Though an improvement over the Librarian’s rates, the original House-passed bill sought to put the imprimatur of Congress on a private agreement reached between a small number of commercial webcasters and the Recording Industry Association of America.
After House passage of the original bill, many small webcasters contacted Senator Helms to express reservations about the precedential effect of Congress enacting into positive law the rates, terms, and record-keeping requirements contained therein. Seeking to improve the bill, Senator Helms worked to craft an accord to address these concerns.
Highlights of the bill –
* The Small Webcaster Settlement Act of 2002 enables small Internet radio services and the recording industry to settle their longstanding dispute regarding the amount of royalties that should be paid for the privilege of performing sound recordings over the Internet.
* The Internet Radio CARP demonstrated to industry and Congress just how expensive and time-consuming a process it is. Because of the costs and expenses, the vast majority of small businesses are effectively precluded from participating. The inability of small businesses to participate resulted in the CARP arbitrators set a single royalty rate that is so high that if implemented it would have the effect of bankrupting many small webcasters.
This is not what Congress intended when it authorized the performance royalty and created the CARP process (which is why broader CARP reform is on the agenda of next year’s Congress). (Note – Rates may be set in private agreements or in their absence, the DMCA authorizes arbitrators to set the amount of royalties that Internet radio services should pay recording companies and recording artists. The arbitration process – known as a Copyright Arbitration Royalty Panel (or CARP) – existed before the DMCA.)
* By passing this legislation the recording industry and small webcasters, including non-commercial webcasters, can now agree to more reasonable retroactive royalty rates notwithstanding the CARP’s decision.
* The RIAA and small commercial webcasters had already agreed on a percentage-of-revenue royalty system that differs significantly from the CARP decision, and which will enable small webcasters to stay in business. This legislation authorizes that agreement to be executed in the form of a license between the parties, and thereby ensures that small commercial webcasters have a viable alternative royalty structure. Senator Helms urges the RIAA to offer a similar license to noncommercial webcasters and small broadcaster-webcasters.
* Precedential Impact – Importantly, this legislation explicitly precludes any negative impact on other industries or entities that choose not to settle or that may have litigation pending.

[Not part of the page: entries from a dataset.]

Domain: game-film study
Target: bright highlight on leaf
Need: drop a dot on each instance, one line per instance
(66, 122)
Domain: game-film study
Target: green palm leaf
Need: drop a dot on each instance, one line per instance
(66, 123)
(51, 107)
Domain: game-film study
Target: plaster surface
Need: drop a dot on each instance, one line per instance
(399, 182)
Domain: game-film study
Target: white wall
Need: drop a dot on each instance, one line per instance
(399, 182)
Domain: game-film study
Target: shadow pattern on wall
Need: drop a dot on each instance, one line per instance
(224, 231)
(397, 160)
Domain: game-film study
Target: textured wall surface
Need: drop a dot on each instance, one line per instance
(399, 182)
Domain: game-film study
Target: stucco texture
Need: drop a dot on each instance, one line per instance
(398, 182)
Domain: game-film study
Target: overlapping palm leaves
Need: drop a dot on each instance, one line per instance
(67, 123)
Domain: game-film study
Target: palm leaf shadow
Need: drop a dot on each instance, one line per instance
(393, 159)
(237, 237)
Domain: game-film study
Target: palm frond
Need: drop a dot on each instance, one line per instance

This legislation also does not affect the pending appeal of the CARP royalty decision.
* This bill requires that artists be paid their Congressionally-mandated share of these royalties directly, so there is no longer any risk that record companies with unfair bargaining leverage will – by contract – squeeze recording artists out of their fair share of royalties.
Though the latter provision is subject to some interpretation, and there is already concern that “expenses” taken out of the pool could damage the spirit and $$ going “directly” to artists, overall this appears to be a grand victory for webcasters, artists, and fair play. Congratulations all, expecially Sen. Helms. Never thought I’d say that.